* * *
In thus meeting together to offer our homage to the exceeding worth of our departed friend, while we do justice to our own feelings, and to the memory of the dead, we follow the custom which prevailed when the Father of his Country died -- a custom that obtained in the best times of ancient manners: for the free states of old were accustomed thus to commemorate the funeral of their patriots and sages. It is a good custom, that should be cherished by freemen. It is the award of posterity sitting in judgement on the actions and the life of a distinguished citizen who has finished his course. While honorable to the dead, it is an incentive to the living. Who is he, solicitous for posthumous fame, that darling object of ingenuous minds, that will not be impelled onward in his virtuous course by the honors every where offered to the memory of Madison? It is a terror likewise to the wicked. What great criminal is so hardened in his iniquity that will not tremble when, in anticipation, he sees posterity passing on his crimes, and, instead of honor, reproach awaiting his memory?
Besides, the life of a good and great man, when fairly
delineated and committed to history, will survive when the pyramids of Egypt
shall have passed away: it will stand forever a lofty beacon amid the
vicissitudes and the wastes of time.
Athens and Rome, the master states of antiquity, where liberty once
delighted to dwell, for two thousand years have been doomed to ignorance, to
superstition, and to worse than Egyptian bondage; yet the lives of their great
worthies, shining with an undiminished lustre, after this long and fearful
eclipse, warmed the bosoms of modern patriots, by whose efforts have been
regained the jewel of inestimable value, so long lost to the world.

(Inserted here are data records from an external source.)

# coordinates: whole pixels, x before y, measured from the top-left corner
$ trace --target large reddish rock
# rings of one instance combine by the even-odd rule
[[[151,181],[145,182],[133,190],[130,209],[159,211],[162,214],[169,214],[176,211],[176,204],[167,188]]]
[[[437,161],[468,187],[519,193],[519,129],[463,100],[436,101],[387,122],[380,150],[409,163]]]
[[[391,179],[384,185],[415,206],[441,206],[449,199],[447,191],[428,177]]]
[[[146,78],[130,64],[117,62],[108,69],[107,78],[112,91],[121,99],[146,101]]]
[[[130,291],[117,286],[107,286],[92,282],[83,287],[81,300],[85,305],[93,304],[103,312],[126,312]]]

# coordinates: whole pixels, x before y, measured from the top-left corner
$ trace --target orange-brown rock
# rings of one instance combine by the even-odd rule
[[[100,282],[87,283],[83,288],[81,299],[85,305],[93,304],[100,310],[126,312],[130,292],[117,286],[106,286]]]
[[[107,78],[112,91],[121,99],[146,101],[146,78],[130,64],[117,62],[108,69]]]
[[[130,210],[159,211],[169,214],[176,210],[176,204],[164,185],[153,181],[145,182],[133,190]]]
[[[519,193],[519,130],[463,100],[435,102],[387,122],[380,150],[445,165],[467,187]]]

And if, in fulfillment of that stern decree which denounces
decay and death on all human things -- a decree before which Babylon and
Jerusalem, Athens and Rome, and all that was illustrious in antiquity, have
crumbled into dust -- if it be irreversible to all, and American be doomed to
travel through the ages of bondage, let us indulge the consolatory hope that
the life of Madison, triumphing over the injuries of time, may become a pillar
of light by which some future patriot may reconduct his countrymen to their
lost inheritance. . .
* * *
Let me invoke the reflection of the admirers of military
renown, by contrasting the acts, and their effects on the condition of the
world, of the greatest captain of ancient or modern times, Napoleon, with our
Madison's. Of the former it has been
said, "the earthquake voice of victory was the breath of his
nostrils." This colossus of power,
of ambition, and of crime, having crushed the liberties of his country, placed
one foot on the pillars of Hercules, and sought to stretch the other to the
arctic pole: his scepter was the besom of desolation: the pedestal of his fame
was composed of the carcasses of three millions of his kind, cemented with the
blood of his victims, and bedewed with the tears of their widows and orphans:
his ministry seemed to be that of a ruthless instrument of vengeance to
chastise and humble a guilty world. But
mark his end! His mad ambition devoted
his country to the horrors of conquest, in part by barbarous hordes who lived
beyond civilization: he himself was precipitated to the dust. He is deserted by the multitude, the
sycophant of success, whose morality teaches that while misfortune can furnish
no excuse, victory, no matter how obtained, is not required to give an account
of her actions. Thus abandoned, he
becomes an outlaw of the civilized world, and dies a wretched captive in one of
Afric's distant isles, loaded with the execrations of the widows and orphans
which his ambition had made, and with the curses of a world; while Madison,
disinterestedly devoting every fibre of his heart, and every attribute of his
mind, to the cause of liberty, and the happiness of his kind -- leading a
nation through the hitherto untrodden paths of political science, like another
Moses conducting his countrymen through the wilderness to the land of the
promise -- laying the foundations of a constitution, which, if his example and
his counsels prevail, will, with the blessing of God, be immortal -- finally
departing in peace, when every hill and every valley of this vast republic
resound with the benedictions on his name, and one universal voice proclaims
him the benefactor of his kind. Behold
the contrast! And yet, if Napoleon had
continued successful, the subjects of the extraordinary delusion I am
encountering would have required the sculptor and the poet to exhaust their art
in perpetuating his name, while they would have suffered Madison's to go down
to the grave unwept, unhonored, and unsung.